Would Mohan have endeared himself to Tamil film lovers without S. N. Surendar's voice? Or would Sonu Sood have been as effective a villain in Arundathi without Sai Ravi's booming baritone?
There was a time when male dubbing artistes lent life to the lead actors on screen. Today, with Tamil-speaking actors ruling the roost, they provide the voice to character artistes and villains, most of whom are imports from other industries.

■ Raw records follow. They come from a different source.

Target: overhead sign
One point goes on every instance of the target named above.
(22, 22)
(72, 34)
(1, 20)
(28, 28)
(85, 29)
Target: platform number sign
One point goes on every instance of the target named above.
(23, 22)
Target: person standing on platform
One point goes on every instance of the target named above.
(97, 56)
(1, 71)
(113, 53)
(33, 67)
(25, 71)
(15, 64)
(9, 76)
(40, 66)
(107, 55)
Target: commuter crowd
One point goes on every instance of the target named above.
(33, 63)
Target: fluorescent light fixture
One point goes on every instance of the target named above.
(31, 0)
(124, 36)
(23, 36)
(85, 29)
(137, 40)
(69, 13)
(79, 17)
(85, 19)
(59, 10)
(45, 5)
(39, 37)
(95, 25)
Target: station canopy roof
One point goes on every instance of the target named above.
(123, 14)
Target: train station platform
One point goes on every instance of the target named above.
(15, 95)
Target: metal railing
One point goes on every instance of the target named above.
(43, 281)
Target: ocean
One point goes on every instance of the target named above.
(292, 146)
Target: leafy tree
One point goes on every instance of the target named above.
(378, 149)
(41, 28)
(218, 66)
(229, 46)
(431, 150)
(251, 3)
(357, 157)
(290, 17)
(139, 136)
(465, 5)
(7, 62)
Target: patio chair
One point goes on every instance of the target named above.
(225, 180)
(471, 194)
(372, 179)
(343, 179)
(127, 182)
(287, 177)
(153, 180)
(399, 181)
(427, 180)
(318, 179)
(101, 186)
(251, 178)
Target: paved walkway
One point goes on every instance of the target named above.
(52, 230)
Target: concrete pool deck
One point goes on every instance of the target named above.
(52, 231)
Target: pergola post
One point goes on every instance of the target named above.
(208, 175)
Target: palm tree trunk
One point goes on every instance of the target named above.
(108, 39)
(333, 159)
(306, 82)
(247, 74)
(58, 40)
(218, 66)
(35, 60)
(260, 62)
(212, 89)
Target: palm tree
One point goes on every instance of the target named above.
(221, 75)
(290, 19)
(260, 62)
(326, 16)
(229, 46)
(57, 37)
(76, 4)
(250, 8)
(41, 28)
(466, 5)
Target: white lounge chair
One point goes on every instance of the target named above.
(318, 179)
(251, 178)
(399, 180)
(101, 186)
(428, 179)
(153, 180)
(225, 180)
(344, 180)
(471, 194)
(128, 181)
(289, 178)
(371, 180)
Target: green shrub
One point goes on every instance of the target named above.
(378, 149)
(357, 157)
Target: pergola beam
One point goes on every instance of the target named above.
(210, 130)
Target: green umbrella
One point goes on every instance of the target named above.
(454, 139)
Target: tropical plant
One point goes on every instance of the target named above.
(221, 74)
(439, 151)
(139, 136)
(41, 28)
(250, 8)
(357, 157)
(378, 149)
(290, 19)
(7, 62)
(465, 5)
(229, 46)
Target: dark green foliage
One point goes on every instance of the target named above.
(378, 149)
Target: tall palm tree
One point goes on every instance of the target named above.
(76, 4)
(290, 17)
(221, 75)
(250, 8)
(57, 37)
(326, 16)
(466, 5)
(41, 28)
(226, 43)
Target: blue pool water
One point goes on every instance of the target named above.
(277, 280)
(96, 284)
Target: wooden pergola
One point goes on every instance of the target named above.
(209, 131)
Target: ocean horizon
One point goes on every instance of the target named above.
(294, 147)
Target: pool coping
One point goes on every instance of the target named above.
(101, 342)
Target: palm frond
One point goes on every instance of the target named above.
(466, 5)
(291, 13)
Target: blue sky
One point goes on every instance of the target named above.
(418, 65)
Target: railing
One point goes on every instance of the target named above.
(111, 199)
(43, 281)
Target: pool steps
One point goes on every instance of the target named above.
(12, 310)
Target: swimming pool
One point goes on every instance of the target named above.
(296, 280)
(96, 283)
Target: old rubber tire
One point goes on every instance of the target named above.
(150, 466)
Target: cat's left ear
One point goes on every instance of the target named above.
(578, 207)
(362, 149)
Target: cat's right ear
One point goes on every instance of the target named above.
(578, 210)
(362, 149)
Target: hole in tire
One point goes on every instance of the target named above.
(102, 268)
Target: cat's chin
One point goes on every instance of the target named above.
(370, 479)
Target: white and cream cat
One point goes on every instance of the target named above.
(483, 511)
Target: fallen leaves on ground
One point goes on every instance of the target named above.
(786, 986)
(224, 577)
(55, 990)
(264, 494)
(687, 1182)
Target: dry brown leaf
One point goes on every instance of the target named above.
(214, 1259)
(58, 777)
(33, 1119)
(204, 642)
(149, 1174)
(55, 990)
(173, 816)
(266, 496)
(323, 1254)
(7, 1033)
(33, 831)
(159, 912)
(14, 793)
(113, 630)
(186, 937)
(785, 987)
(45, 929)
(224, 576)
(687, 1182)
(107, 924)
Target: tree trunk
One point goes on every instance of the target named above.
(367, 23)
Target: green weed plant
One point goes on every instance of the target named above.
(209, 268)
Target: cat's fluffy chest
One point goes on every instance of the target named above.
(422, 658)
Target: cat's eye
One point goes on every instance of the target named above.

Kadhir, who lent his voice to Danny Denzongpa in Endhiran and Ashish Vidyarthi in quite a few films, says dubbing allows him the joy of reliving a moment. “It is a job where you concentrate on so many things such as lip sync and emotions, but where the final product has to sound effortless. That takes work.” A greater challenge is reproducing a popular actor's voice when he is not able to dub due to unforeseen circumstances, says Kadhir, who has been dubbing for 11 years in Telugu and Tamil, besides writing and dubbing a Korean film into English.
Some years ago, hotshot actor Vikram lent his voice for Abbas, Ajith and Prabhu Deva. Other noted male dubbing artistes are Ravi Shankar aka Sai Ravi, Rajendran (who lends voice to Kota Srinivasa Rao), Prakash and Shekhar (Shah Rukh Khan).